The answer is that the hierarchy may be made up of patriarchs, but they are Christian patriarchs, and Christianity modifies patriarchy, when it is attended to, as it modifies every other human attitude, habit, or idea, a modification that takes place in the light of at least two aspects of the Christian Zeitgeist.

The first is the fact of Mary, a wholly feminine person without whom Christianity would not be. Compare her with the female avatars of the Greeks. Hera, wife and mother, is a shrew. Aphrodite is a pain in the neck, light-minded, frivolous, and a troublemaker. Artemis is aloof. Irene, it is true, makes peace when she can, but then there are Eris and Ate, too. The only goddess whom the Greeks both approved and esteemed is Athene, sprung full-blown from the head of Zeus, and Zeus' daughter all right--no touch of the feminine about her. Henry Higgins's paradigm is she, a woman just like a man. It might be argued that these versions of the goddess are the work of men, that women might view the goddesses differently. Indeed, I think they did, but then Matthew, Mark, Luke, and John are men, too, and what they wrote exalts the feminine.

Mary fulfills the traditional roles of women. She is wife and mother, and she is a virgin. No Miltonic "he for God, and she for God in him" here. Her relationship to God is direct, unmediated, and acceded to with great-souled courage. When Mary says, "Be it done unto me according to thy word," she may be submitting herself to God, but she is putting herself in jeopardy in a patriarchal society whose ethos declared that women taken in adultery were to be stoned. A gutsy gal, indeed, for if she trusted in God, she had no really strong reason yet to trust in Joseph. And consider with Joseph her power. To her eternal glory, she said "yes" to God, but her "yes" earns that glory because she could have said "no," thereby compelling God himself to change his plans.

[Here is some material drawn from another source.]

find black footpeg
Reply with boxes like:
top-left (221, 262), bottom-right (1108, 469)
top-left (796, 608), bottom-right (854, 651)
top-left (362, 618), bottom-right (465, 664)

Then there is the nature of the marriage with Joseph. To outsiders it may have looked like any other Near Eastern marriage, but its dynamics were radically altered. Mary may have baked the bread and darned the cloaks while he planed and sawed, but her needs and the needs of her child determined the course of their lives. To his eternal glory, Joseph recognized that to be a patriarch need not mean to dominate but rather to protect, and to protect, furthermore, a woman who was in no way merely an extension of her husband, a possession to be cared for because she was his. She wasn't. She was God's, and the child to whom she was devoted and for whom she required Joseph's devotion was not his child. A patriarch who thinks at all objectively about all of that has to revise from the bottom up his socially acquired and approved idea of what it means to be a patriarch.

In Galatians 3 and 4, Saint Paul discusses another patriarchy-modifying consequence of Christ's entry into human history. I started thinking about the passages when I followed an exchange of letters in the Tablet (London) about the felicity, or lack thereof, of Paul's use of the word "son" in Galatians 4: "But when the fullness of time came, God sent his Son, born of a woman, born under the law, that he might redeem those who were under the law, that we might receive the adoption of sons. And because you are sons, God has sent the Spirit of his Son into our hearts, crying, |Abba, Father.' So that you are no longer a slave, but a son; and if a son, an heir also through God." A gentleman, acting as lector in an English parish, wrote that the women in the congregation had need of consciousness-raising because they took no umbrage at Paul's sexist language. After trying to determine what other word Paul could have used to convey the whole of his message, I found myself entirely on the side of the women. To object to "son" is to undermine the gift of God Paul sought to clarify. No other term will do.